In the 1970s, Williams and Watts published non-symmetrical dielectric relaxation behaviour resulting from a simple empirical decay function. A fine agreement was established between empirical representation and the resulting experimental curves for the α relaxation in polyethyl acrylate, and highlighted that this representation would have a general application to the α relaxations in other polymers. Later on, he conducted a study to explore the differences between initial and final fracture failure loads of metal-free crown systems by the conjoint detection of acoustic emission signals during compressive loading. Having discussed these differences, he provided a general overview of the bond-disruptive stresses, concerning resin composite formulations, origins of stress, and clinical consequences of stress development. He also characterised the Young's moduli (E) of a series of model dental resin-composites using nanoindentation, and examined how E was influenced by differences in filler-size and shape.

===Biomaterials===
Watts's research on biomaterials is significant to the genesis and development of new and improved biomedical materials. In his research, he regarded the penetration of visible light into dental biomaterials as an essential factor in photoinitiation of setting reactions and in the optical aspects of dental aesthetics. He also focused his study on exploring the impact of light intensity on resin-composite degree of conversion and shrinkage strain. It was indicated that correlation between DC and shrinkage strain values means that some reductions in the problems of shrinkage may be achieved by an acceptable reduction in DC. While using Vickers hardness profiles (VHN), he determined post-cure depth of cure of bulk fill resin composites and highlighted that these bulk fill resin composites can be cured to an acceptable post-cure depth.

==Awards and honors==
- 2002 - Doctor of Science (h.c.) University of Athens
- 2003 - Distinguished Scientist Award, International Association for Dental Research
- 2010 - Humboldt Research Prize, Alexander von Humboldt Foundation
- 2011 - President's Prize, UK Society for Biomaterials
- 2017 - Alan D. Wilson Memorial Lecture Award, UK Society for Biomaterials
- 2017 - Founders’ Award, Academy of Dental Materials

==Personal life==
Watts is a practicing Christian, which is his motivation for participation in both the scientific enterprise and the theology of science. He has a Free Church background but currently is a member of the Anglican Church within which he has led a parish and diocesan project on Scientists in Congregations (2016–17) to promote constructive engagement between Christians and scientists.
He is an active mountaineer and alpinist, as an elected member of the Alpine Club, and the Swiss Alpine Club.

==Bibliography==
- Williams, G., & Watts, D. C. (1970).
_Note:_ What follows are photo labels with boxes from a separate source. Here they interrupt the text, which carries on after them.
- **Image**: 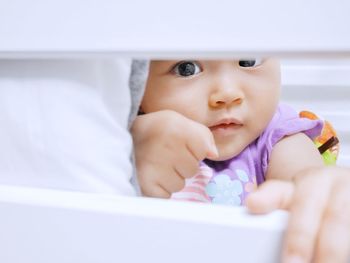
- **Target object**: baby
[140,59,323,205]
[132,58,350,262]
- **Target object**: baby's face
[141,59,280,160]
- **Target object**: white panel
[0,186,287,263]
[0,0,350,57]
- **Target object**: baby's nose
[209,84,244,107]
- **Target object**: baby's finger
[186,123,219,161]
[315,179,350,263]
[282,174,332,263]
[245,180,294,214]
[174,148,199,178]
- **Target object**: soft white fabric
[0,59,135,195]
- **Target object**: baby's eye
[238,58,262,68]
[173,61,201,77]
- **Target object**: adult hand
[131,110,218,198]
[246,166,350,263]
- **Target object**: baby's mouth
[209,118,243,135]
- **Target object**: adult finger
[245,180,294,214]
[315,174,350,263]
[282,171,332,263]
Non-symmetrical dielectric relaxation behaviour arising from a simple empirical decay function. Transactions of the Faraday society, 66, 80–85.
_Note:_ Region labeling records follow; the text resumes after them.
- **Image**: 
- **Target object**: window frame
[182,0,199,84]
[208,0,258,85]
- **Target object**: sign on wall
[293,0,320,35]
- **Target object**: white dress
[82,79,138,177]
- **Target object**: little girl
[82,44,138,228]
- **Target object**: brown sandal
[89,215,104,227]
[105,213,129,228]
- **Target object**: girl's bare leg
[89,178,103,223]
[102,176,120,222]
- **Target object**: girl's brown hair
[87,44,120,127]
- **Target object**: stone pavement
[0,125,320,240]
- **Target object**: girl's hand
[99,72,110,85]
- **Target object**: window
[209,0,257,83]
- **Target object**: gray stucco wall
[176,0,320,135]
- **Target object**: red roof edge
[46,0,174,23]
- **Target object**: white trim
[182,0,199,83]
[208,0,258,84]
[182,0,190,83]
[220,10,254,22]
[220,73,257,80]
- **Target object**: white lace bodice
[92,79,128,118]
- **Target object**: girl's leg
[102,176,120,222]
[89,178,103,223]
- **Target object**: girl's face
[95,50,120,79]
- Williams, G., Watts, D. C., Dev, S. B., & North, A. M. (1971). Further considerations of non symmetrical dielectric relaxation behaviour arising from a simple empirical decay function. Transactions of the faraday Society, 67, 1323–1335.
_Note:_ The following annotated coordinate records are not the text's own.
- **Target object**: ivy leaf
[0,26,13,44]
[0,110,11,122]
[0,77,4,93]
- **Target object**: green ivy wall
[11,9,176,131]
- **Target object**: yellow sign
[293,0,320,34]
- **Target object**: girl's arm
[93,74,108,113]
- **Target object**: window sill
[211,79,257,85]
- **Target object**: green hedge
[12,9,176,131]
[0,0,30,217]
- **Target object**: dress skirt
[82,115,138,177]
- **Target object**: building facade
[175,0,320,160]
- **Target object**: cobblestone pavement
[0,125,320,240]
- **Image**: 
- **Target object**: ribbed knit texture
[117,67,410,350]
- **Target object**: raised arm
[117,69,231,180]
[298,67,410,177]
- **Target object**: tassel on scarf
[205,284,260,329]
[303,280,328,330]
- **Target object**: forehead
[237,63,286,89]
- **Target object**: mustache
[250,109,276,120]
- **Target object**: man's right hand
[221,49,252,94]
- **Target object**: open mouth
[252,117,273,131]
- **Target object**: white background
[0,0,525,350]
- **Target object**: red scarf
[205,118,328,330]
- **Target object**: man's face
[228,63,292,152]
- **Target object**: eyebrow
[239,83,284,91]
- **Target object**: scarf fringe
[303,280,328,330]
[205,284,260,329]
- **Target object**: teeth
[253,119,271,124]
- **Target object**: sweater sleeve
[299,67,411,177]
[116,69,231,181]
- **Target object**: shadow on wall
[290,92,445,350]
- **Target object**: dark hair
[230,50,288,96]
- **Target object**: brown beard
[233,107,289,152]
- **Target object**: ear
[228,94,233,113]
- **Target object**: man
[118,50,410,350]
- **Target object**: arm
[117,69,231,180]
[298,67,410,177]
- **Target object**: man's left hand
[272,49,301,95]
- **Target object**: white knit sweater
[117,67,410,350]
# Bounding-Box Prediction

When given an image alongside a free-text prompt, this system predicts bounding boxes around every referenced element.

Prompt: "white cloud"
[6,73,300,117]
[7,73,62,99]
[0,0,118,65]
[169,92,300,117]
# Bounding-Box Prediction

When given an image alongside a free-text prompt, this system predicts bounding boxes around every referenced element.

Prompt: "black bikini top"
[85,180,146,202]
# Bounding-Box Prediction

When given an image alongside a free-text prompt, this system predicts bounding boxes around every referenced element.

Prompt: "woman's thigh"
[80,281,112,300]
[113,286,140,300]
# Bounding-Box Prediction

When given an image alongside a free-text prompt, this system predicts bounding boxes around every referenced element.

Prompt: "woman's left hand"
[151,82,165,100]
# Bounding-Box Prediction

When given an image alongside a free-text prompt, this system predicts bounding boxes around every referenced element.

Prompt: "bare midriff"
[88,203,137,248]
- Watts, D. C., & Cash, A. J. (1991). Determination of polymerization shrinkage kinetics in visible-light-cured materials: methods development. Dental Materials, 7(4), 281–287.
- Silikas, N., Eliades, G., & Watts, D. C. (2000). Light intensity effects on resin-composite degree of conversion and shrinkage strain. Dental Materials, 16(4), 292–296.
- Watts, D. C., Marouf, A. S., Al-Hindi, A. M. (2003). Photo-polymerization shrinkage-stress kinetics in resin-composites: methods development. Dental Materials, 19(1), 1–11.
- Alrahlah, A., Silikas, N., & Watts, D. C. (2014). Post-cure depth of cure of bulk fill dental resin-composites. Dental materials, 30(2), 149–154.